On Thu, Jul 08, 2021 at 03:17:40PM +0100, David Edmondson wrote:
> Apologies if you see two of these - I had some email problems earlier.

I only got one! :)

>
> On Wednesday, 2021-07-07 at 23:20:04 UTC, David Matlack wrote:
>
> > On Tue, Jul 06, 2021 at 11:12:05AM +0100, David Edmondson wrote:
> >> To help when debugging failures in the field, if instruction emulation
> >> fails, report the VM exit reason to userspace in order that it can be
> >> recorded.
> >
> > What is the benefit of seeing the VM-exit reason that led to an
> > emulation failure?
>
> I can't cite an example of where this has definitively led in a
> direction that helped solve a problem, but we do sometimes see emulation
> failures reported in situations where we are not able to reproduce the
> failures on demand and the existing information provided at the time of
> failure is either insufficient or suspect.
>
> Given that, I'm left casting about for data that can be made available
> to assist in postmortem analysis of the failures.

Understood, thanks for the context. My only concern would be that
userspace APIs are difficult to change once they exist. If it turns
out knowing the exit reason does not help with debugging emulation
failures we'd still be stuck with exporting it on every emulation
failure.

My intuition is that the instruction bytes (which are now available with
Aaron's patch) and the guest register state (which is queryable through
other ioctls) should be sufficient to set up a reproduction of the
emulation failure in a kvm-unit-test and the exit reason should not
really matter.

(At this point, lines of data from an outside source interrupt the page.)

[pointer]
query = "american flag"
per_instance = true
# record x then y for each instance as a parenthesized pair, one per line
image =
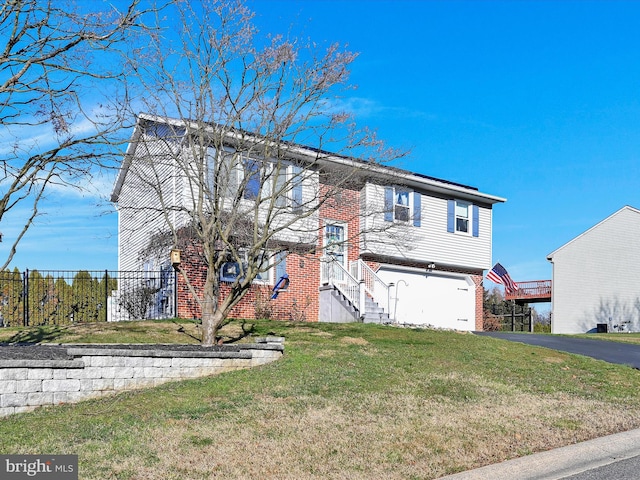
(498, 274)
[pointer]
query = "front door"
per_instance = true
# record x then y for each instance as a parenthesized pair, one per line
(335, 250)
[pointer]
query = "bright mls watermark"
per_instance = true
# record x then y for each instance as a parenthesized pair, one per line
(49, 467)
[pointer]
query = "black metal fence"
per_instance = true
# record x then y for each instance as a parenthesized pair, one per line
(64, 297)
(513, 317)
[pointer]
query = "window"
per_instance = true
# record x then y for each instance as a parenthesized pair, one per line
(401, 209)
(402, 205)
(463, 217)
(257, 178)
(252, 170)
(232, 269)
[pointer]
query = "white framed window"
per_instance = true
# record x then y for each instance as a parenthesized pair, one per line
(233, 269)
(402, 205)
(462, 217)
(261, 178)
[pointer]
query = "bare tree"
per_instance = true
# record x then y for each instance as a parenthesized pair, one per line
(55, 58)
(229, 111)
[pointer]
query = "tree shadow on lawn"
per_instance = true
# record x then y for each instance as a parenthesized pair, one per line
(36, 336)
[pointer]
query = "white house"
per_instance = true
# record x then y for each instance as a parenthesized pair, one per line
(595, 277)
(403, 247)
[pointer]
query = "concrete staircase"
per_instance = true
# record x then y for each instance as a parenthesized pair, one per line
(373, 313)
(336, 308)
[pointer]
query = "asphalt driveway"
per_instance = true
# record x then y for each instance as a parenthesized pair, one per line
(612, 352)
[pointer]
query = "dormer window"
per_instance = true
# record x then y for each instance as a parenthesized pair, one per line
(402, 205)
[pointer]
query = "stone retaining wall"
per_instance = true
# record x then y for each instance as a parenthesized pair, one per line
(97, 371)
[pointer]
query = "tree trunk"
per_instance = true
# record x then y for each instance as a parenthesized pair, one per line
(211, 316)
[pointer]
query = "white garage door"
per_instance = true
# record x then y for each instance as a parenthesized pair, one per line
(440, 300)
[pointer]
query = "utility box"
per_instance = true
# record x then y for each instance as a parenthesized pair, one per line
(602, 328)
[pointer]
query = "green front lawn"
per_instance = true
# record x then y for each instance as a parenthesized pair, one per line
(346, 401)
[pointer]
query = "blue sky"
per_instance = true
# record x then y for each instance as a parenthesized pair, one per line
(538, 102)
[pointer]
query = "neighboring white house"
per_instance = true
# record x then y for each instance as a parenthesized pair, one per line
(596, 279)
(420, 255)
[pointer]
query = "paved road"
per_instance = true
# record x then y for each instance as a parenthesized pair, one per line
(613, 352)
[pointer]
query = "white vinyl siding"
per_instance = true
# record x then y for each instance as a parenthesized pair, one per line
(430, 242)
(139, 215)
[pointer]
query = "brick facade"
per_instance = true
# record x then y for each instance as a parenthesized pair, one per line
(300, 301)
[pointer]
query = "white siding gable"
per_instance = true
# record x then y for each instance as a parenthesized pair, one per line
(430, 242)
(595, 276)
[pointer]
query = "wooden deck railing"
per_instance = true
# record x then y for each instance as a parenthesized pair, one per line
(536, 290)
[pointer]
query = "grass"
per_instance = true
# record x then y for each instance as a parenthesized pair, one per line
(346, 401)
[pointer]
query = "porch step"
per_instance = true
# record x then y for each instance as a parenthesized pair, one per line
(373, 313)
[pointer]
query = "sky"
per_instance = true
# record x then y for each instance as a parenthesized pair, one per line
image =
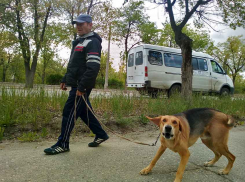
(158, 16)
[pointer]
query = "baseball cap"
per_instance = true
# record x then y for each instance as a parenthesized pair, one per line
(82, 18)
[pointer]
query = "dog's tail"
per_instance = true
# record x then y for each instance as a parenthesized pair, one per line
(231, 121)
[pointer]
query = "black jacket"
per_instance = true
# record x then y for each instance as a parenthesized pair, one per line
(84, 63)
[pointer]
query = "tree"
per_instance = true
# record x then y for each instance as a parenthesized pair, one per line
(29, 20)
(231, 11)
(8, 49)
(201, 40)
(130, 27)
(232, 54)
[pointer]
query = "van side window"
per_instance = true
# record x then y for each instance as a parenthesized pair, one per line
(131, 60)
(155, 58)
(172, 60)
(202, 63)
(216, 68)
(194, 63)
(139, 58)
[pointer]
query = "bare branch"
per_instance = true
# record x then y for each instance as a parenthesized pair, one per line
(186, 7)
(208, 24)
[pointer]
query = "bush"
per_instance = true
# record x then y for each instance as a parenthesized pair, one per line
(54, 79)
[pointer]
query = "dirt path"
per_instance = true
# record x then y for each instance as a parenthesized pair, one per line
(116, 160)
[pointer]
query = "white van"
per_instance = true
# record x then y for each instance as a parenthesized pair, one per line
(154, 68)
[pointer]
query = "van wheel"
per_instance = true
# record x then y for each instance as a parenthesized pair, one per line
(175, 89)
(224, 92)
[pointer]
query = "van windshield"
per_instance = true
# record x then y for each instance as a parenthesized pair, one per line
(131, 60)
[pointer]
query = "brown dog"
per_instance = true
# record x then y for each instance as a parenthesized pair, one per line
(180, 131)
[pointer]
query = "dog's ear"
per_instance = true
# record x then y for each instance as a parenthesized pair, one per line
(155, 120)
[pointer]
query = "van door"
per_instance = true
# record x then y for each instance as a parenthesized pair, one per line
(130, 67)
(139, 68)
(201, 75)
(218, 76)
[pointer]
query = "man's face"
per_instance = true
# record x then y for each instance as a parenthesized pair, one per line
(83, 28)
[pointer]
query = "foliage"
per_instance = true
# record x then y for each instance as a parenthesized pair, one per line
(240, 85)
(28, 21)
(201, 40)
(199, 11)
(54, 79)
(132, 26)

I'm curious if that's not the case?

I'm really not opposed to exporting the exit reason if it is useful, I'm
just not sure it will help.

>
> >> I'm unsure whether sgx_handle_emulation_failure() needs to be adapted
> >> to use the emulation_failure part of the exit union in struct kvm_run
> >> - advice welcomed.
> >>
> >> v2:
> >> - Improve patch comments (dmatlack)
> >> - Intel should provide the full exit reason (dmatlack)
> >> - Pass a boolean rather than flags (dmatlack)
> >> - Use the helper in kvm_task_switch() and kvm_handle_memory_failure()
> >> (dmatlack)
> >> - Describe the exit_reason field of the emulation_failure structure
> >> (dmatlack)
> >>
> >> David Edmondson (2):
> >> KVM: x86: Add kvm_x86_ops.get_exit_reason
> >> KVM: x86: On emulation failure, convey the exit reason to userspace
> >>
> >> arch/x86/include/asm/kvm-x86-ops.h | 1 +
> >> arch/x86/include/asm/kvm_host.h | 3 +++
> >> arch/x86/kvm/svm/svm.c | 6 ++++++
> >> arch/x86/kvm/vmx/vmx.c | 11 +++++++----
> >> arch/x86/kvm/x86.c | 22 +++++++++++++---------
> >> include/uapi/linux/kvm.h | 7 +++++++
> >> 6 files changed, 37 insertions(+), 13 deletions(-)
> >>
> >> --
> >> 2.30.2
> >>
>
> dme.
> --
> It's gettin', it's gettin', it's gettin' kinda hectic.